Where do I even start with Ruth?
We've had nothing but time and space out here, and maybe she can sense how much I yearn to understand.
As we walked, she spoke.
Told me that she didn't start believing in God until after she died.
I laughed, because I thought it was a metaphor. It wasn't.
"There was a grave for me. In Goodsprings. Cross and everything. I stood over it for a long time."
There's a thought: anti-resurrection. Her God didn't raise her. Maybe he just let her look.
Then she told me about the divide. Not even the wildest rumors could have prepared me for the reality of who she'd been before the bullet.
It doesn't even make sense. It can't make sense.
How could the NCR have been so ignorant, so foolish in handing her that package from Navarro and directing her to deliver it to the one place it could unleash horrors?
Could it have been...
Why do I hesitate to write this, even now? I hate how plausible it feels, how familiar. I'm no stranger to my father's atrocities back that which is rightfully ours.
I tried to reason with her, to rationalize. Maybe she hadn't done it. Maybe she didn't know what she was carrying. Maybe it wasn't her fault.
She quoted doctrine in response, looked at me like I'm missing something critical.
I looked it up, after.
The rebellious shall be pierced with much sorrow; for their iniquities shall be spoken upon the housetops, and their secret acts shall be revealed.
She told me that people lived in the Divide. Families. A community that prospered, that governed itself. If they were fortunate, they met a brutal end. If they weren't, they remain. That they mattered.
Said something else, too. Talked to me about Joshua. Told me that she made it throughknowingbecause of him.
I already knew about what little is left of the New Canaanites, the tribes, and the man who brought about their downfall finding redemption from them all the same. It still seems impossible. The things he's done... yet she says his name like it means safety. Speaks his doctrine like reason.
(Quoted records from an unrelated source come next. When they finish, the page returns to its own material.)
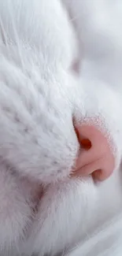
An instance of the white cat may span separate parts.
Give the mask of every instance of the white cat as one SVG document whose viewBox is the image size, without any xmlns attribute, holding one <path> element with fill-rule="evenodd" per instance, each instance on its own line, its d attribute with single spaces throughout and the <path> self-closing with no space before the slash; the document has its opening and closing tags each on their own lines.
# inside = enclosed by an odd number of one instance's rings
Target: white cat
<svg viewBox="0 0 122 256">
<path fill-rule="evenodd" d="M 88 29 L 81 77 L 75 73 L 77 29 L 59 0 L 0 0 L 1 256 L 70 251 L 121 210 L 120 86 L 94 72 Z M 79 149 L 74 118 L 109 132 L 116 165 L 103 183 L 70 177 Z"/>
</svg>

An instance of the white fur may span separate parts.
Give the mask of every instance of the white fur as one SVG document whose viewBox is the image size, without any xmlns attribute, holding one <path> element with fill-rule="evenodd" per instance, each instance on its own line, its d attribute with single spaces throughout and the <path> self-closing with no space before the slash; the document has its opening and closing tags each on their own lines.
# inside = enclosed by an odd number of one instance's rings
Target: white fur
<svg viewBox="0 0 122 256">
<path fill-rule="evenodd" d="M 97 2 L 77 1 L 75 9 L 72 0 L 75 13 L 69 17 L 68 6 L 59 0 L 0 0 L 1 256 L 63 254 L 81 240 L 79 254 L 88 255 L 87 236 L 121 211 L 120 30 L 109 19 L 107 37 L 105 20 L 102 26 L 99 17 L 106 9 L 108 18 L 109 2 L 102 9 Z M 70 18 L 77 14 L 81 27 L 75 23 L 74 28 Z M 106 35 L 102 48 L 94 27 Z M 85 50 L 76 76 L 72 67 L 79 60 L 80 31 Z M 114 43 L 116 61 L 109 61 L 112 50 L 107 55 L 109 39 Z M 106 76 L 104 63 L 109 69 Z M 91 177 L 68 178 L 79 150 L 72 117 L 76 122 L 97 122 L 111 139 L 117 169 L 102 184 Z"/>
</svg>

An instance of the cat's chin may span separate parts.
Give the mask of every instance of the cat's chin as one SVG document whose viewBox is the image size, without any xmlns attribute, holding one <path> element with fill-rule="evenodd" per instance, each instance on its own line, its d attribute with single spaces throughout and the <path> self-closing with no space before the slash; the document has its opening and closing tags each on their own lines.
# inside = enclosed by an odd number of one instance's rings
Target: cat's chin
<svg viewBox="0 0 122 256">
<path fill-rule="evenodd" d="M 92 177 L 50 184 L 41 198 L 35 223 L 36 252 L 41 249 L 44 254 L 50 254 L 52 250 L 57 253 L 66 245 L 77 243 L 86 234 L 96 201 L 97 188 Z"/>
</svg>

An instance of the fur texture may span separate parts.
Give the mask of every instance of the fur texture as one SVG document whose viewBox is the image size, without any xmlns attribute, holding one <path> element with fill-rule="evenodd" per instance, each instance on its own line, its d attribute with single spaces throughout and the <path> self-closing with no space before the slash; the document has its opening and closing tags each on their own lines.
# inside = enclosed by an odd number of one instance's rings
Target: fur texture
<svg viewBox="0 0 122 256">
<path fill-rule="evenodd" d="M 113 29 L 107 38 L 95 0 L 92 8 L 89 1 L 75 2 L 0 0 L 1 256 L 55 255 L 81 240 L 79 254 L 87 255 L 87 234 L 121 210 L 120 41 Z M 106 35 L 102 49 L 97 32 Z M 79 150 L 73 117 L 108 136 L 116 165 L 103 184 L 68 177 Z"/>
</svg>

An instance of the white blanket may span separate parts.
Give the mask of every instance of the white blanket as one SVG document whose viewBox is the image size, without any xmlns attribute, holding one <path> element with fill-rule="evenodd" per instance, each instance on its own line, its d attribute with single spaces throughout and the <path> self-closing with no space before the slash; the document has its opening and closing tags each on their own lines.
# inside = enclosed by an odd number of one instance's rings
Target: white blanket
<svg viewBox="0 0 122 256">
<path fill-rule="evenodd" d="M 121 0 L 69 0 L 67 4 L 81 47 L 81 77 L 91 80 L 97 78 L 98 81 L 108 83 L 113 89 L 120 90 L 121 94 Z M 120 167 L 116 172 L 120 173 Z M 91 235 L 87 232 L 87 239 L 71 248 L 68 255 L 122 255 L 121 175 L 116 182 L 115 177 L 111 177 L 102 187 L 98 218 L 93 221 L 99 228 L 93 228 Z"/>
</svg>

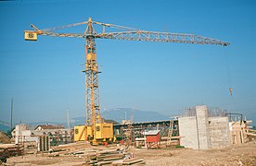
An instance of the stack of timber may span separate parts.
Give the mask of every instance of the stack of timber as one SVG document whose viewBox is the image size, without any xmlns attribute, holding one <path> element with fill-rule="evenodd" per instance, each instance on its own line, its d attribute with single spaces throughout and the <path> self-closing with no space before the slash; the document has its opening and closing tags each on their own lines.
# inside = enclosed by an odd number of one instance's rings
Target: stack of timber
<svg viewBox="0 0 256 166">
<path fill-rule="evenodd" d="M 106 150 L 96 154 L 91 154 L 87 164 L 89 165 L 132 165 L 144 164 L 143 159 L 133 158 L 128 159 L 132 155 L 125 154 L 120 150 Z"/>
<path fill-rule="evenodd" d="M 7 158 L 12 156 L 19 156 L 22 155 L 22 153 L 23 147 L 15 144 L 0 144 L 1 162 L 6 162 Z"/>
</svg>

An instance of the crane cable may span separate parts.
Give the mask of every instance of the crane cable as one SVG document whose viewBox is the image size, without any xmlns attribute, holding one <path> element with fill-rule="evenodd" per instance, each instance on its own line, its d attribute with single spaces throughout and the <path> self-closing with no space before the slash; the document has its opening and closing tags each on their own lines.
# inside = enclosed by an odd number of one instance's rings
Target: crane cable
<svg viewBox="0 0 256 166">
<path fill-rule="evenodd" d="M 233 89 L 231 85 L 231 71 L 230 71 L 230 63 L 229 63 L 229 56 L 228 56 L 228 52 L 225 48 L 224 48 L 224 59 L 225 59 L 225 66 L 226 66 L 226 78 L 227 78 L 227 84 L 229 87 L 229 93 L 230 96 L 233 96 Z"/>
</svg>

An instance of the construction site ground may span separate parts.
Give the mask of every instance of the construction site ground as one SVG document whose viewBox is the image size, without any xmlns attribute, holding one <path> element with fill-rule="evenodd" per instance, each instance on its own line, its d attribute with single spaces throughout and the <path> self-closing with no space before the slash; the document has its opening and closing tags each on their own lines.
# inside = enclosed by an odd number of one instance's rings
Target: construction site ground
<svg viewBox="0 0 256 166">
<path fill-rule="evenodd" d="M 30 151 L 31 154 L 7 159 L 5 164 L 88 165 L 85 161 L 88 160 L 90 151 L 122 148 L 122 146 L 92 147 L 88 144 L 75 145 L 76 148 L 70 148 L 73 145 L 69 147 L 68 152 L 33 153 Z M 66 147 L 63 146 L 61 148 L 66 148 Z M 256 165 L 256 141 L 220 149 L 195 150 L 174 147 L 160 149 L 130 148 L 128 152 L 133 153 L 134 158 L 143 158 L 146 165 Z"/>
</svg>

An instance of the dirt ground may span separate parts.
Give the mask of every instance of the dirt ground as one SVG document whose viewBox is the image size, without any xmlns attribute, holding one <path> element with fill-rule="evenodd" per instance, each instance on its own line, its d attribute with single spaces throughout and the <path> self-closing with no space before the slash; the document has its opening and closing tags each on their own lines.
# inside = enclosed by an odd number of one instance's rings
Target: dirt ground
<svg viewBox="0 0 256 166">
<path fill-rule="evenodd" d="M 101 149 L 109 149 L 113 147 Z M 256 142 L 221 149 L 193 150 L 189 148 L 144 149 L 131 148 L 136 158 L 144 158 L 146 165 L 255 165 Z M 86 155 L 27 154 L 7 159 L 6 165 L 86 165 Z"/>
</svg>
I don't think I've ever said my father's name out loud. Decades later, I can barely grapple with his evil, much less my jumbled feelings about it. Yet here she is, refusing to look away from the worst within herself.
What does it mean to carry something like that, and allow yourself to be unburdened?
It gives me more context to her gravity. The way people defer to her, even though she doesn't demand it. Like she's already paid the price of leadership in full.
There's something else that's scratching at the back of my mind, thinking about that package. The ration bars from the bunker. There's no date stamp, but I found a torn and faded fragment of a sticker on one. It could be the end of a date, it could be nothing. 269.
I haven't said anything. I want to protect Johnson and Judah from the possibility that they were passed over yet again. I checked every single bar we brought with us after that, nothing.
Lastly… Daisy. All this talk about graves. It's all I can do not to break when I think about where we left her. No headstone, no grave marker, no funeral, no eulogy. Empty words. She is alone. It isn't enough.
I'm exhausted. Ruth says she expects we'll reach the Virgin River tomorrow, although she doesn't know how far up the river we might have to travel to find them. There's something in her silences as she stares down the endless road that unsettles me.